The Dollar General offered the bare minimum of the even more relaxed food menu, and yet a long aisle of sugary drinks, because the drinks produced high profit margins and were also eligible for purchase with food stamps. “The SNAP program paid billions of dollars a year—about $4 billion, by one estimate—to the soft drink industry, to the stores, and, by extension, to the sugar and corn syrup industries, via SNAP recipients. In other words, taxpayers were subsidizing the promotion of diabetes and obesity.
p. 371
I am reminded of the workers who struggle to maintain our grocery store shelves in The Secret Life of Groceries: The Dark Miracle of the American Supermarket by Benjamin Lorr.
At the same time, What did predictive analytics tell KKR? It would appear it provided insights to game small market food supply chains:
When the private equity giant Kohlberg Kravis Roberts bought Dollar General for about $7 billion just as the Great Recession snuck up on America, some experts wondered why: it was a chain of roughly sixty-five hundred stores that sold cheap stuff to poor people. But soon the recession created lots of poor people.

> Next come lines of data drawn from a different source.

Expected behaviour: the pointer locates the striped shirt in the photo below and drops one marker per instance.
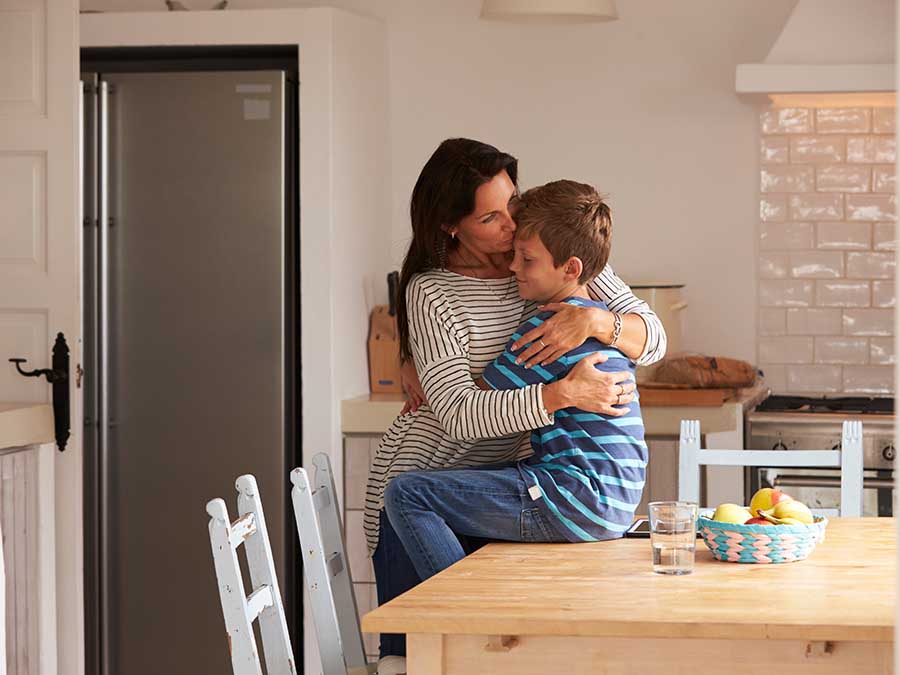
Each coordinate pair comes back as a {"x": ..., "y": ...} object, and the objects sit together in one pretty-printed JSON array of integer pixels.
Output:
[
  {"x": 457, "y": 326},
  {"x": 588, "y": 469}
]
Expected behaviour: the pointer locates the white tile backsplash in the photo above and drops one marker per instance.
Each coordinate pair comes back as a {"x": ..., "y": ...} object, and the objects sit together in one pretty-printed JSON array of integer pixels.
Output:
[{"x": 827, "y": 238}]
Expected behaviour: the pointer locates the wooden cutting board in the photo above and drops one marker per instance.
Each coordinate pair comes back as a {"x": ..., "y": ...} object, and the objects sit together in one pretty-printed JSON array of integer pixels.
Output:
[{"x": 662, "y": 394}]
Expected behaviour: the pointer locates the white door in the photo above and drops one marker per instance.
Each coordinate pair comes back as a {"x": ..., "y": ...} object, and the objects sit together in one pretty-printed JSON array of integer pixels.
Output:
[{"x": 40, "y": 238}]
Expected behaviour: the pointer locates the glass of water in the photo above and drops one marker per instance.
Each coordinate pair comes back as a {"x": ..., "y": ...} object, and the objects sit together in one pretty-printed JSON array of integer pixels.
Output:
[{"x": 673, "y": 536}]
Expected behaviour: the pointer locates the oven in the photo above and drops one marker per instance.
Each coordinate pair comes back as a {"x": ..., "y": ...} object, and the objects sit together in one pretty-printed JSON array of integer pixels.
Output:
[{"x": 804, "y": 423}]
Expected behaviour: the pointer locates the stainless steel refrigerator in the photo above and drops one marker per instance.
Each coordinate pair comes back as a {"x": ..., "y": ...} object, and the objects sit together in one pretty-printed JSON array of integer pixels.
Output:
[{"x": 191, "y": 375}]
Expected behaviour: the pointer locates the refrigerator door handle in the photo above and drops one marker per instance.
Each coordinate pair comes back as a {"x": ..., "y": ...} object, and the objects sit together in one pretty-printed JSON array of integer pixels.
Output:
[{"x": 103, "y": 379}]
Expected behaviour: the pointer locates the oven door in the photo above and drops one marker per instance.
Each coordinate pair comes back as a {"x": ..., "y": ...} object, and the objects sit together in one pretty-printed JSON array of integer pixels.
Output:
[{"x": 821, "y": 488}]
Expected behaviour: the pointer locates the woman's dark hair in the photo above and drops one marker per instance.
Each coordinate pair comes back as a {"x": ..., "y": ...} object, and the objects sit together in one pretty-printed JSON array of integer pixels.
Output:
[{"x": 444, "y": 194}]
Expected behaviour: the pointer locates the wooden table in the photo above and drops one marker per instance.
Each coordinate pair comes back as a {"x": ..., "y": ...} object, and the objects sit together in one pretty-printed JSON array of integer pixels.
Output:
[{"x": 569, "y": 609}]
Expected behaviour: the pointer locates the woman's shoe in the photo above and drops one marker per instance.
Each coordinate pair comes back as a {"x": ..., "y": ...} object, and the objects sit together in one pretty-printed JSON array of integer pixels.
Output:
[{"x": 392, "y": 665}]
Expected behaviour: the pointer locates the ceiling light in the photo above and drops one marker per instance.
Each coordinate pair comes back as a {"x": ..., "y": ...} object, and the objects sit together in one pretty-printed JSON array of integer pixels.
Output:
[{"x": 549, "y": 11}]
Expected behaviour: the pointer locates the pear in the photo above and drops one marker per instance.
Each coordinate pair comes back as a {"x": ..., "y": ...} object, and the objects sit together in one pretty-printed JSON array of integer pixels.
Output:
[
  {"x": 766, "y": 498},
  {"x": 731, "y": 513}
]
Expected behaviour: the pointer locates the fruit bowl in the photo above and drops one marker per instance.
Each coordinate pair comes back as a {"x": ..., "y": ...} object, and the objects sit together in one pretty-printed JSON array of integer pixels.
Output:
[{"x": 760, "y": 543}]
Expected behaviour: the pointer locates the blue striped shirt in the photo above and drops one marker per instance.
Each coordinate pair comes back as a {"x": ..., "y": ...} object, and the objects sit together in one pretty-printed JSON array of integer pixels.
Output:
[{"x": 589, "y": 468}]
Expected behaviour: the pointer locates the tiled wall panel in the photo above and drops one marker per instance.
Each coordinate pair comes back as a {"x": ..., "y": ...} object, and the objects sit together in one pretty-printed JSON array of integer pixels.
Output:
[{"x": 827, "y": 243}]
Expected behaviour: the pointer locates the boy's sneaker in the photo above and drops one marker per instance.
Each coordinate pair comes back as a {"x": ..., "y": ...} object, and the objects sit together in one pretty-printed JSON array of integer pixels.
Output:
[{"x": 392, "y": 665}]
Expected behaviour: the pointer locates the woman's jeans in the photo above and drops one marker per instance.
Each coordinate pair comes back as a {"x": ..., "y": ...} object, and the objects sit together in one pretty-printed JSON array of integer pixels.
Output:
[
  {"x": 427, "y": 508},
  {"x": 395, "y": 574}
]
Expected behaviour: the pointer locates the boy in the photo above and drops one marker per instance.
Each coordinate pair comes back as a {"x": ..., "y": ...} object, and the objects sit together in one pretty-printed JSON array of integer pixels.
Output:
[{"x": 587, "y": 472}]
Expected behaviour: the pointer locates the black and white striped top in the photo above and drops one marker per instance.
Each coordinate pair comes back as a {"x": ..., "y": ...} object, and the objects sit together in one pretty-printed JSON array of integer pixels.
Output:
[{"x": 457, "y": 326}]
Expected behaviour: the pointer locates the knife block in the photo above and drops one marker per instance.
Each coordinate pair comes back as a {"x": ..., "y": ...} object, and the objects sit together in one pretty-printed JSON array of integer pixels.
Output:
[{"x": 384, "y": 352}]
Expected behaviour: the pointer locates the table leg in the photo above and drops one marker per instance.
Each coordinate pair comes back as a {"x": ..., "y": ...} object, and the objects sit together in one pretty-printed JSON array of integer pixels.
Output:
[{"x": 425, "y": 654}]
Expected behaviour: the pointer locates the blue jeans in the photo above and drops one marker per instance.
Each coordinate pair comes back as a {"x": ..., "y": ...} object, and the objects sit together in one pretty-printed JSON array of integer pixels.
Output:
[
  {"x": 426, "y": 508},
  {"x": 395, "y": 574}
]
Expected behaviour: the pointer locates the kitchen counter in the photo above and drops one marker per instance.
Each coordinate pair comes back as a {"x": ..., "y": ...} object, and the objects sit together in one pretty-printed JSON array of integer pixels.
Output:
[
  {"x": 24, "y": 424},
  {"x": 374, "y": 413},
  {"x": 598, "y": 607}
]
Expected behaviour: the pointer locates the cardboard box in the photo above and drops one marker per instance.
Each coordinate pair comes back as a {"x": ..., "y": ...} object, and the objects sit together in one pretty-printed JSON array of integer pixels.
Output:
[{"x": 384, "y": 352}]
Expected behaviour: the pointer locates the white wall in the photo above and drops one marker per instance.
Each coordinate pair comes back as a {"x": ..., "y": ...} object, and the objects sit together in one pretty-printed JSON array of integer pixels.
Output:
[{"x": 643, "y": 107}]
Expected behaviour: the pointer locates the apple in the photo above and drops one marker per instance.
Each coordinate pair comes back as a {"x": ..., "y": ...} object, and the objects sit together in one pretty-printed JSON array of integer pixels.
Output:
[
  {"x": 793, "y": 509},
  {"x": 731, "y": 513},
  {"x": 766, "y": 499}
]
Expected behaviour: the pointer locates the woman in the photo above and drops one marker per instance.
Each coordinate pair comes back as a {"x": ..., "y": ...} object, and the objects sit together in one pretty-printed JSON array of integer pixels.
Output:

Under KKR’s ownership, Dollar General exploded, spawning more than a thousand additional little concrete-block shotgun-shack stores in one small town after another and in the poor neighborhoods of cities. By 2009, when KKR relisted the stock on the public markets, more than eight thousand Dollar Generals had metastasized across the United States. When KKR sold all of its stake in 2013, the company was worth three times what KKR had paid for it, and the financial press hailed the play’s success.
pp. 369-370
Northwest Ohio remains struggling from the 2008 recession. Workers cannot afford healthy food, nor health insurance to keep them living a safe, productive life. Then COVID came to Ohio….
In conclusion, Brian has authored a very powerful look at the failure of the Ohio health system in Williams County. His excellent writing brings struggles of many living across Northwest Ohio to confront a failing healthcare system. He proves repeatedly, that for those on the brink, there is actually no ‘system’ at all exactly when they need it the most.
His honest view of hospital systems that continue leveraging legacy approaches to the business of healthcare is dramatic. You will be reading in slow motion the collapse of small cities across Northwest Ohio. The impact is chilling to the rest of our country.